Thank you. And you as well.
Silicone is messy, so for a nice clean line you can always put blue tape a quarter inch out in the wall and press it from one to the floor.
Put another stripe of tape a quarter inch or even an 1/8 in up on the baseboard. Press that down smooth and tight also using your finger.
As soon as you smooth the silicone out nice and pretty, peel the tape off and it will leave a nice straight line on the floor instead of getting silicone smeared all over.
Silicone is messy.
Do a search on YouTube for silicone caulking and if you use the right words you'll find some videos using the tape method.
 
Silicone is messy, so for a nice clean line you can always put blue tape a quarter inch out in the wall and press it from one to the floor.
Put another stripe of tape a quarter inch or even an 1/8 in up on the baseboard. Press that down smooth and tight also using your finger.
As soon as you smooth the silicone out nice and pretty, peel the tape off and it will leave a nice straight line on the floor instead of getting silicone smeared all over.
Silicone is messy.
Do a search on YouTube for silicone caulking and if you use the right words you'll find some videos using the tape method.
I had a contractor here that said if you use tape you are not really a painter. I guess that is true. Since I don't have his experience, I will use the tape method rather than make a mess. Maybe one day I will not have to use tape. Until then, thank you for your advice.
 
I had a contractor here that said if you use tape you are not really a painter. I guess that is true. Since I don't have his experience, I will use the tape method rather than make a mess. Maybe one day I will not have to use tape. Until then, thank you for your advice.
Maybe with painter's caulking but silicone is a different ball game... I've seen glaziers who work with it every day of their lives and they use tape. It's just the right thing to do.
 
REAL painters use tape............just not nearly as often. Their criteria is not just their skill level but the risk factor of what their painting against, what kind of paint and how easy they can wipe off any slips. Generally when they cut in they've got the painter's rag in their pocket as they go along.
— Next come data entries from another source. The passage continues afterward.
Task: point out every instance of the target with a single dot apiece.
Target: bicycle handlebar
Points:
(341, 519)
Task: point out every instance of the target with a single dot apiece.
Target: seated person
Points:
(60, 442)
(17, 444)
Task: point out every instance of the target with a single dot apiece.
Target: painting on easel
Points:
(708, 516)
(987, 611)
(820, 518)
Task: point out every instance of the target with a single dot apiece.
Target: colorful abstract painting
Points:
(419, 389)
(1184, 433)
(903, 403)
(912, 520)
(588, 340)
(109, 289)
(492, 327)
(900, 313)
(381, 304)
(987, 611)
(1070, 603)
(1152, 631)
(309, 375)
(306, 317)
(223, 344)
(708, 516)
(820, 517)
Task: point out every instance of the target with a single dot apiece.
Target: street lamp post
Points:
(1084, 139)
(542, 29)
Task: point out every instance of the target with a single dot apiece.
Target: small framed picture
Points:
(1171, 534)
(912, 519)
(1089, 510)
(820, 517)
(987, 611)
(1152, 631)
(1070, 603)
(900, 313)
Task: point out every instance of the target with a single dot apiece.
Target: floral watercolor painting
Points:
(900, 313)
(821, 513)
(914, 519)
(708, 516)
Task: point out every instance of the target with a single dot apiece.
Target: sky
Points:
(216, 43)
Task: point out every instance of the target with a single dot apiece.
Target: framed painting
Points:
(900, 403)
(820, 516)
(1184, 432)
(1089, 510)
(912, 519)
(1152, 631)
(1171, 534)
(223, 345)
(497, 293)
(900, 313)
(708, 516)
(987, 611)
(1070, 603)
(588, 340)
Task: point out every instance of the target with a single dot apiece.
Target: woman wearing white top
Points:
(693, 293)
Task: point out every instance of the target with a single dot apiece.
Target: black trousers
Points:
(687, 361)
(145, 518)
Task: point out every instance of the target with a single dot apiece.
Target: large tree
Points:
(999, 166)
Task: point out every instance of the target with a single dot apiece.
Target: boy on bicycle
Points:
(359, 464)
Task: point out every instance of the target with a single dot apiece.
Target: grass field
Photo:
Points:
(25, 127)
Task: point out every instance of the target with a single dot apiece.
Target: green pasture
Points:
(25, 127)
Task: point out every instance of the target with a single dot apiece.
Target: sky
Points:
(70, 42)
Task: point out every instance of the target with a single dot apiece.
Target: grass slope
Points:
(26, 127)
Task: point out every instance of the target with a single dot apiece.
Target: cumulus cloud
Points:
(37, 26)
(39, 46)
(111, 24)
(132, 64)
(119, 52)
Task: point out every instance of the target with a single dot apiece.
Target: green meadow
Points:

Silicon isn't easy to wipe clean. I nearly always use tape with silicone.
 
And use the good GE silicone, it's probably a good 10 bucks a tube maybe more. It's worth it. It behaves better. I don't remember but I think it also smells less.
Laticrete silicone grout caulk might also be a good choice. It's a totally different animal and smooths out nice, it smells more like RTV silicone.
It's unsanded of course and it comes in enough different colors that you might find something you like.
I think you'd be pushing $20 a tube, maybe a little more, maybe a little less.
 
$10 + tax for a tube of GE silicone here. Every once in awhile I run across the $6 or $7 tubes of silicone. They work just as well for me but they sure do stink. Prolly wouldn’t be using them in an occupied residential situation because they do stink so much.

I’m still miffed that GE caulking tubes don’t have the plastic tip cap anymore. That thing was great. Caulk you tub or whatever then put the cap on until next time. No messing with tape or the stupid caulking tip condoms.
 
I use yellow wire nuts to keep the caulking tube fresh.

Never tried that. Usually it’s a piece of duct tape to cover the tip. That’ll last maybe a week before the silicone starts to harden up in the tip. Now I look for the silicone tubes that have the screw on nozzle tips so I can remove them and poke the hardened silicone out the big end cus you can only cut the tip bigger so many times until that tube is done fer.